Beyond the Canvas: Understanding Rosalind Krauss and the "Reinvention of the Medium"

A medium is born only when an artist takes a technical apparatus and uncovers its specific internal logic, limitations, and rules. The artist transforms a tool of mass communication into a site of self-reflexive critique.

However, by the 1960s and 70s, artists began to reject this purism. They embraced the "expanded field," blending performance, video, and text.

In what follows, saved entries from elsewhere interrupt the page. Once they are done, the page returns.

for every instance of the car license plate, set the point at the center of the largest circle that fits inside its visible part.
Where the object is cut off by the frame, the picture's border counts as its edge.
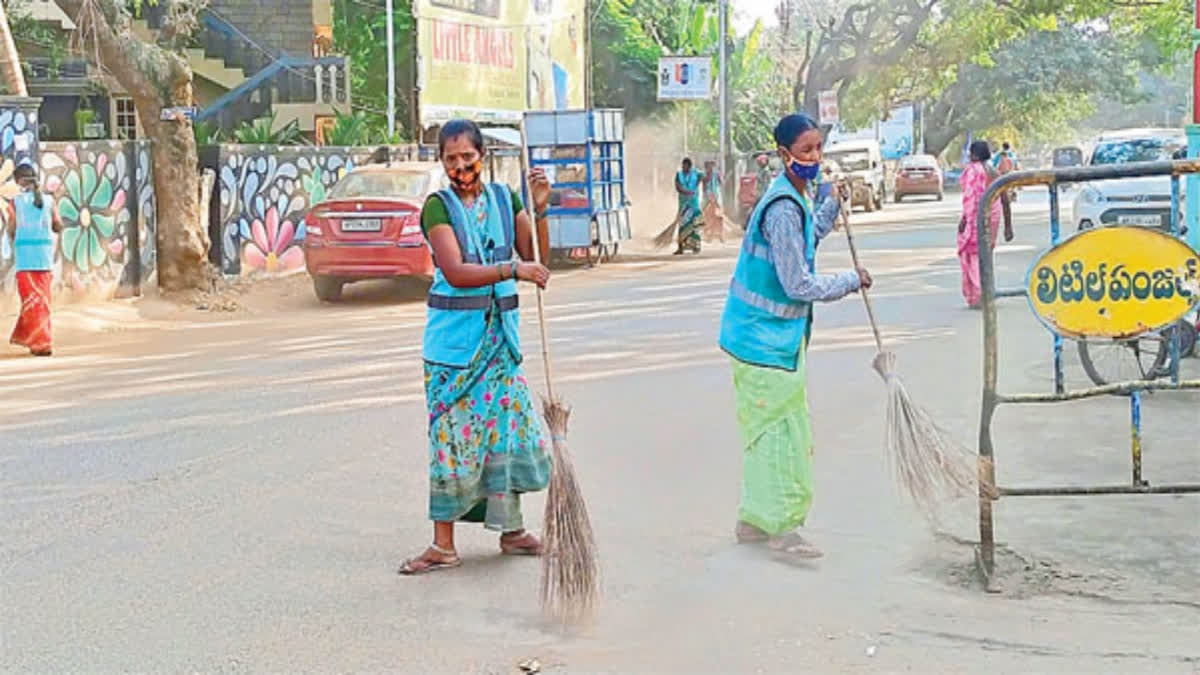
(1153, 221)
(363, 225)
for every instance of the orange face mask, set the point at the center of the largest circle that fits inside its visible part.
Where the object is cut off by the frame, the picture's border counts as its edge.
(467, 178)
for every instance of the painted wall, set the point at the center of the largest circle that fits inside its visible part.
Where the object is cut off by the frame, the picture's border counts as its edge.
(105, 196)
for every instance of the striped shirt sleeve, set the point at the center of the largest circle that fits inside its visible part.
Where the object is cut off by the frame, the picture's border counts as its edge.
(784, 230)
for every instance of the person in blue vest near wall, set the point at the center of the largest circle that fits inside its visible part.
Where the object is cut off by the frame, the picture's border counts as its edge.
(486, 441)
(33, 220)
(766, 328)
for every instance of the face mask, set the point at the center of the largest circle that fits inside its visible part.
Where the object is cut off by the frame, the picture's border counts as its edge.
(467, 177)
(804, 172)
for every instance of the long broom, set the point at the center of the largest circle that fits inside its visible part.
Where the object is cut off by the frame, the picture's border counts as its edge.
(930, 465)
(570, 573)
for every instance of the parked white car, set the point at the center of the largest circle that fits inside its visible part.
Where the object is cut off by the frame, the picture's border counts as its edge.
(1131, 201)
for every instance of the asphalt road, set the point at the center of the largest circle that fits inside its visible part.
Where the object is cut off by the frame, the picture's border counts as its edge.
(233, 493)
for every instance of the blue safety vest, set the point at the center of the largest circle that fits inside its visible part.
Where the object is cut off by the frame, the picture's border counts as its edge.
(456, 318)
(761, 324)
(34, 242)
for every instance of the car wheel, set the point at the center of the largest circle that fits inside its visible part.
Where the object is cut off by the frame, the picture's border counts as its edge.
(328, 288)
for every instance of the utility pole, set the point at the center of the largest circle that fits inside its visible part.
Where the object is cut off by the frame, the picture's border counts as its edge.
(724, 91)
(391, 72)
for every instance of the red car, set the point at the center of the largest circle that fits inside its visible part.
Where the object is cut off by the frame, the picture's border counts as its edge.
(370, 227)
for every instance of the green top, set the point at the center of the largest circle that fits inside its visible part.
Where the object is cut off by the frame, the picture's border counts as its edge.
(435, 211)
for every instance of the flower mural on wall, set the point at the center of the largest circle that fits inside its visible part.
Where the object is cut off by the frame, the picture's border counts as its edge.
(253, 180)
(90, 208)
(273, 245)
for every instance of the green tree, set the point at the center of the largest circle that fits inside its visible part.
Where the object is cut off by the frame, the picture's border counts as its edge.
(360, 33)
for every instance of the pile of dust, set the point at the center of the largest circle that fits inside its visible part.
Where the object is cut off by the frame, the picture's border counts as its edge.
(1021, 575)
(219, 293)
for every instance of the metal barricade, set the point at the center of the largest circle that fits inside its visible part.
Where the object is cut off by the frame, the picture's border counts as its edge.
(1134, 389)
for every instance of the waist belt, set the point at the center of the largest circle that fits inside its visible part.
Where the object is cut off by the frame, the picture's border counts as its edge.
(461, 303)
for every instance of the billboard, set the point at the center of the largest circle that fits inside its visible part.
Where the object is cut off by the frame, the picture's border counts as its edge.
(490, 60)
(685, 78)
(897, 133)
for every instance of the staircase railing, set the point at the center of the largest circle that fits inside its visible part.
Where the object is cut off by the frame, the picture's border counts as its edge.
(288, 79)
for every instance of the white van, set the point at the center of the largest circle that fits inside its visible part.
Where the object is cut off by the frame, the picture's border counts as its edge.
(863, 163)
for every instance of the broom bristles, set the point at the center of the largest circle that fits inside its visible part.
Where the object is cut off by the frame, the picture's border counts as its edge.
(570, 574)
(930, 465)
(666, 237)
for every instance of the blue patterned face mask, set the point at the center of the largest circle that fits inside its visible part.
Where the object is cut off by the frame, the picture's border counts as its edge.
(804, 171)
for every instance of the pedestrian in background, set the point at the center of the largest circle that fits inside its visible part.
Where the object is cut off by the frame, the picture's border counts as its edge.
(486, 442)
(766, 328)
(33, 222)
(977, 175)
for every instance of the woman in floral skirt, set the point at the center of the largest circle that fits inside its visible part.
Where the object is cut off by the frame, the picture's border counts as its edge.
(486, 442)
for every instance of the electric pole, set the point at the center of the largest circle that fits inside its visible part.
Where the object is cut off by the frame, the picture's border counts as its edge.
(391, 73)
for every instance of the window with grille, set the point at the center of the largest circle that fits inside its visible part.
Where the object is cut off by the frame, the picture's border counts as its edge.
(125, 119)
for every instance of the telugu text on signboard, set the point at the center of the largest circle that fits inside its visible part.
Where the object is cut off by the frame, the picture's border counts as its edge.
(1114, 282)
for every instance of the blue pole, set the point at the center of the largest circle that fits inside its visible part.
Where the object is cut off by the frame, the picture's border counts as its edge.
(1193, 202)
(1055, 236)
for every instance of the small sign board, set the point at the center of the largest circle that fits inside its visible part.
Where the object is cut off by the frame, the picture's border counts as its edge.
(685, 78)
(177, 112)
(827, 105)
(1114, 282)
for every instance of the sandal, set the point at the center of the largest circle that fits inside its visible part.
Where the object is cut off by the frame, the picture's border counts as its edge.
(748, 533)
(423, 565)
(521, 543)
(795, 545)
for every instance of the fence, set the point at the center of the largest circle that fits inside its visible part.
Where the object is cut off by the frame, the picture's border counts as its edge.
(1164, 284)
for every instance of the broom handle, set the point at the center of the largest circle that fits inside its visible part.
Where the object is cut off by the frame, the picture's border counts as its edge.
(537, 255)
(867, 298)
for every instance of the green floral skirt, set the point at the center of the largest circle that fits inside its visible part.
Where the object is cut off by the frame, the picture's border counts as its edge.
(486, 441)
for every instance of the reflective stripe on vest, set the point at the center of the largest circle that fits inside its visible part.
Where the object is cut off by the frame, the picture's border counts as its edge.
(503, 202)
(462, 303)
(796, 310)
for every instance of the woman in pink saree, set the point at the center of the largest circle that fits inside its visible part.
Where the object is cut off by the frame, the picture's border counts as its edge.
(976, 178)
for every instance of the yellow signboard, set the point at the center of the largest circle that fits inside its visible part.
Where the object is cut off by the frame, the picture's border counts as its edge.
(490, 60)
(1114, 282)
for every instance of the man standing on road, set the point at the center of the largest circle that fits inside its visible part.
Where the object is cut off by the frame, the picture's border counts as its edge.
(766, 329)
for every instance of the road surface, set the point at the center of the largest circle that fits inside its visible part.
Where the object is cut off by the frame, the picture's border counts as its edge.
(191, 490)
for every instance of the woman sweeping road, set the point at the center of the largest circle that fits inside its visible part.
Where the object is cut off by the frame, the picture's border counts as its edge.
(766, 329)
(486, 442)
(976, 178)
(689, 216)
(31, 220)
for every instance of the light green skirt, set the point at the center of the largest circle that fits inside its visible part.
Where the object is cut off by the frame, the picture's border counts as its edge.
(777, 440)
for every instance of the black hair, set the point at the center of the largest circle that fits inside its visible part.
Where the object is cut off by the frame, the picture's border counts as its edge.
(981, 151)
(28, 174)
(455, 129)
(792, 126)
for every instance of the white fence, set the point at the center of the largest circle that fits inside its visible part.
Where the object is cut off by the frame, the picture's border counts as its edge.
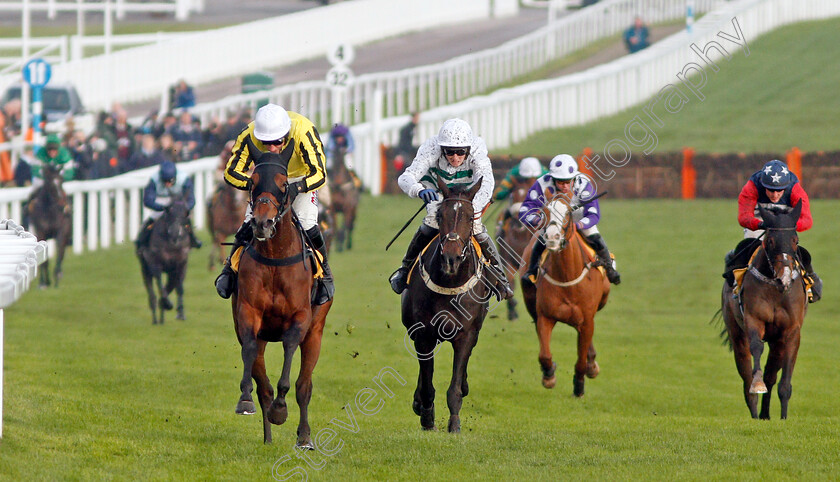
(111, 208)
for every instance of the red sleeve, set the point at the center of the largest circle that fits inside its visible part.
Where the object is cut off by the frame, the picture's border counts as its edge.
(746, 206)
(798, 194)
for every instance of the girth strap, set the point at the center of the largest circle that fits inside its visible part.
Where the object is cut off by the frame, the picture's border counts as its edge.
(277, 261)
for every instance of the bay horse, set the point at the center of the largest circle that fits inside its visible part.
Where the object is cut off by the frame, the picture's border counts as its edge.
(516, 237)
(166, 253)
(345, 201)
(225, 212)
(446, 300)
(273, 300)
(51, 217)
(569, 289)
(774, 306)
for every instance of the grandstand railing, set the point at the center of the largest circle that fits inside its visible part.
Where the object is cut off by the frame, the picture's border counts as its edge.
(109, 210)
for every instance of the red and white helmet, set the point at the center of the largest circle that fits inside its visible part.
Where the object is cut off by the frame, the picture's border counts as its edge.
(563, 167)
(455, 133)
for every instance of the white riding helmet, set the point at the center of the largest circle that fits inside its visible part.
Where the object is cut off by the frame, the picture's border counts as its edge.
(272, 122)
(530, 167)
(455, 133)
(563, 167)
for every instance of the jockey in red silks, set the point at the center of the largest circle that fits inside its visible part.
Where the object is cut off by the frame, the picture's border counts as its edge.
(773, 187)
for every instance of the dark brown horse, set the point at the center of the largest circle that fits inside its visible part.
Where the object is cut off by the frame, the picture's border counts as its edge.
(166, 253)
(515, 237)
(569, 289)
(225, 212)
(51, 218)
(446, 300)
(272, 302)
(345, 201)
(774, 306)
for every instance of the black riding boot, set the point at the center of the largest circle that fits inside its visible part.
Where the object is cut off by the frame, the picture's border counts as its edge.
(501, 286)
(738, 258)
(226, 281)
(815, 293)
(144, 234)
(326, 288)
(534, 262)
(600, 246)
(194, 241)
(421, 238)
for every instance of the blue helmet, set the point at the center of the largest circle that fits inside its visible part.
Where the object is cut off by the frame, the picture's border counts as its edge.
(776, 176)
(168, 172)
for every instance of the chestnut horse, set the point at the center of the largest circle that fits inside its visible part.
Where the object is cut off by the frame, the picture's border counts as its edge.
(51, 218)
(345, 201)
(446, 300)
(516, 237)
(774, 306)
(569, 289)
(225, 212)
(273, 302)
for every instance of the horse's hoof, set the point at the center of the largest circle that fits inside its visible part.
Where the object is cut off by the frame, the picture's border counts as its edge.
(277, 413)
(427, 418)
(454, 424)
(593, 370)
(305, 444)
(758, 387)
(246, 407)
(549, 382)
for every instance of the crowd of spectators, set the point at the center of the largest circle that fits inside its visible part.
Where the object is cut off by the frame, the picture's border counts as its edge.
(115, 146)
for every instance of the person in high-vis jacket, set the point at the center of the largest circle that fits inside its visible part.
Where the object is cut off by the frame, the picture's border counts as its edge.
(272, 130)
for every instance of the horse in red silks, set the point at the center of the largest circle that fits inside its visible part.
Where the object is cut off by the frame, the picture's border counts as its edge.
(772, 308)
(273, 300)
(569, 289)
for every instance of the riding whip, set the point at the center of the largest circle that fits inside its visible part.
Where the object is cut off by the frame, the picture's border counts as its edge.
(405, 226)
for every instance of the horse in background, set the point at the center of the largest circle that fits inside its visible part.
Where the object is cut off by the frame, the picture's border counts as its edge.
(569, 289)
(273, 301)
(446, 300)
(51, 217)
(166, 253)
(516, 236)
(772, 308)
(345, 201)
(225, 212)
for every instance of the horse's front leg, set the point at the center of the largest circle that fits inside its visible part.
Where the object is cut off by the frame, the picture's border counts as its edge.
(585, 332)
(310, 350)
(291, 340)
(544, 328)
(246, 320)
(462, 346)
(265, 393)
(424, 394)
(755, 334)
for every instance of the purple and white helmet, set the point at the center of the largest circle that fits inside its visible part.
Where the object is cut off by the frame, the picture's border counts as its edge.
(563, 167)
(455, 133)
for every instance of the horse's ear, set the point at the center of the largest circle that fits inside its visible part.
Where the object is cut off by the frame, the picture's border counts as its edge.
(474, 189)
(797, 210)
(442, 187)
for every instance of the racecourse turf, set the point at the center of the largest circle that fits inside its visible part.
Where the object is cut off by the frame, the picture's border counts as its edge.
(94, 391)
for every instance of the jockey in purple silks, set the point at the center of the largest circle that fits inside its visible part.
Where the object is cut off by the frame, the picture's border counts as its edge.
(564, 179)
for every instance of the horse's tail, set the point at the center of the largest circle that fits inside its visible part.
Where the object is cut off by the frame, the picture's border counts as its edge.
(717, 319)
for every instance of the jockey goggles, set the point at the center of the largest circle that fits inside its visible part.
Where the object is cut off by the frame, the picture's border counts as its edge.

The orthodox medium seemed to collapse. Many critics proclaimed that the medium was an obsolete concept—a relic of a bourgeois obsession with categorization. rosalind krauss reinventing the medium pdf

: It is also a lead essay in her book, A Voyage on the North Sea: Art in the Age of the Post-Medium Condition . 💡 Discussion Starters

| Theme | How It Appears in the Book | |-------|----------------------------| | | Krauss revisits Clement Greenberg’s idea, arguing that photography now interrogates its own materiality—its surface, light, and mechanical processes—rather than merely representing reality. | | The “Post‑Photographic” | Essays discuss works that blur the line between image and object (e.g., installations, digital manipulations), showing how artists treat the photograph as a site for theory and experience. | | Historical Dialogue | Contributors trace links from early modernist photographers (e.g., László Moholy‑Nagyi) to late‑20th‑century practices, emphasizing continuity and rupture. | | Institutional Critique | The book examines how museums and galleries frame photographic works, questioning the authority of exhibition spaces in defining what counts as “art.” | | Technology & Materiality | Discussions of digital printing, Xerox, and video highlight how new technologies expand the photographic vocabulary. |

Lacan argued that a letter always reaches its destination. He used the story of Edgar Allan Poe’s “The Purloined Letter” to suggest that meaning is not fixed but is generated by the structure of signifiers. Krauss adapts this to art. She claims that a medium works like a postal system: it establishes a circuit, a channel of communication that includes the possibility of noise, delay, return, and interception.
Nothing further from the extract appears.